A Simple Universal Logic Element and Cellular Automata for Reversible Computing
by Kenichi Morita

cs.auckland.ac.nz/~cristian/UM

6 comments
prom∥math

@neauoire Every invertible Boolean function is - necessarily - a permutation of its input bits over all argument cases. It follows that any such function can be described as a permutation index - which implies that, for example, any invertible 8-to-8 bit program can be described in 1683.996 bits. (see OEIS A000722)

jakintosh

@neauoire in all of your research on reversible computing, have you found any evidence that reversible concepts can be applied to software to reduce energy usage on non-reversible hardware architectures? I’ve tried looking into this and have come up empty, but have not put as much time into it as you have.

Devine Lu Linvega

@jakintosh it's a complicated answer, but to put simply, no. It seems to be held behind blockers similar to why we don't have parallel data structures primitives in most common languages, it's many years before we have cohorts that are using future of coding type systems. There's a couple of shifts that need to occur before this can happen.
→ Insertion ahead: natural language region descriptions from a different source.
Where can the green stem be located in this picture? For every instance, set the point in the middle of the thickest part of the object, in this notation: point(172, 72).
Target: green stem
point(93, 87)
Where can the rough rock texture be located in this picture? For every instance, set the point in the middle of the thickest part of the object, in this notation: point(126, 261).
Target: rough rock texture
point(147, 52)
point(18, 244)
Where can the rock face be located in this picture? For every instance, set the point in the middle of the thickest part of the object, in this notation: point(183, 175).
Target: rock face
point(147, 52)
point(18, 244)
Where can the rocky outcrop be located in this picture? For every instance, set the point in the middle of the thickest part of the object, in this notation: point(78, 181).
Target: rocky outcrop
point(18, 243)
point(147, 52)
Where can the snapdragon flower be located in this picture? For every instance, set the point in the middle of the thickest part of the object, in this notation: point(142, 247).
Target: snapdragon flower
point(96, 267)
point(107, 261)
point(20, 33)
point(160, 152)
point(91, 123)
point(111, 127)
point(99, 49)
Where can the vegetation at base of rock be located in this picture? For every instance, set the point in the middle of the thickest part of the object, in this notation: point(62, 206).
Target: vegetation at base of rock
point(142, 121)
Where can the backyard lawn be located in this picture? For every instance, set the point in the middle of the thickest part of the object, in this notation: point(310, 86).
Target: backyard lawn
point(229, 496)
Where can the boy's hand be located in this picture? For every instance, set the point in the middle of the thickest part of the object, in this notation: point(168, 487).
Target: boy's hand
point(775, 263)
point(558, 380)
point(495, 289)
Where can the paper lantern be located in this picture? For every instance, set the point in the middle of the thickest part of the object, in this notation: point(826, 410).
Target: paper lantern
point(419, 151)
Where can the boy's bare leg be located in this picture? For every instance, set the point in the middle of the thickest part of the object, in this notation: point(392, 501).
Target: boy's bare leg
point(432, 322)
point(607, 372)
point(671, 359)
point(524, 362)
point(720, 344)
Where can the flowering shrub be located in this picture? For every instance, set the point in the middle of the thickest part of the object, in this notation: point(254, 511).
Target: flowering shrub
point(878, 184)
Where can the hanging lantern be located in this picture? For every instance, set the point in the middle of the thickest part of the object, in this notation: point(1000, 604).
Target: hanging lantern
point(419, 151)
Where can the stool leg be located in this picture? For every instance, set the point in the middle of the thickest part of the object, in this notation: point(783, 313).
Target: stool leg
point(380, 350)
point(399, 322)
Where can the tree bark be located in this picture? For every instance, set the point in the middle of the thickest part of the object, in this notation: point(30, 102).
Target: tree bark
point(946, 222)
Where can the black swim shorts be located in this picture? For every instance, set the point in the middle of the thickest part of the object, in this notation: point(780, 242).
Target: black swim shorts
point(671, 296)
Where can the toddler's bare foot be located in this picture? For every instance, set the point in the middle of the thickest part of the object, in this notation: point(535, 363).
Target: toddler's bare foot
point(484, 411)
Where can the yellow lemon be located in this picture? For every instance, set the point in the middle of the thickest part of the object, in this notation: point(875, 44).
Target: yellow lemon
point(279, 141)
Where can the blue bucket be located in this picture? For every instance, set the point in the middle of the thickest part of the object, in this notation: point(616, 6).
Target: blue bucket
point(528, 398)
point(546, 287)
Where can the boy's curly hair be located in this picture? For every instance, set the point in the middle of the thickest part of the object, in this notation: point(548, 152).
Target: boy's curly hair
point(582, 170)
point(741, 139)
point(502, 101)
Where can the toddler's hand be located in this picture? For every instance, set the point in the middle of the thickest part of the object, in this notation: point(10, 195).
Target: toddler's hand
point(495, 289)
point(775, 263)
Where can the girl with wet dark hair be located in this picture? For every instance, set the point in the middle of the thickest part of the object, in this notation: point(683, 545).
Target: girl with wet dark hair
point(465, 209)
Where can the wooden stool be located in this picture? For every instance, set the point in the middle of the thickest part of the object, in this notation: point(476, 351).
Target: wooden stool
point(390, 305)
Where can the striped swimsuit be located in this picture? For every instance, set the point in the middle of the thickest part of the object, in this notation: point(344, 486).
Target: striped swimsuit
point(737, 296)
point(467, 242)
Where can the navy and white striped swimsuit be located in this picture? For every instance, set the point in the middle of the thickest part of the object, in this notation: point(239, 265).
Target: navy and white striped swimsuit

It's just a fringe theorical idea atm.

jakintosh

@neauoire so in other words, do we strictly need reversible hardware to see the energy saving benefits? or is it theoretically possible, but not plausible, with existing hardware? mostly coming from a perspective of planning for efficiency of existing hardware and not just praying for new architectures to do it for us

Devine Lu Linvega

@jakintosh Oh, yeah, no that's no compatible at all with how hardware works right now. It'll be a whole different architecture.

Devine Lu Linvega

@jakintosh and even beyond that, the current programming paradigms don't map well at all on the models.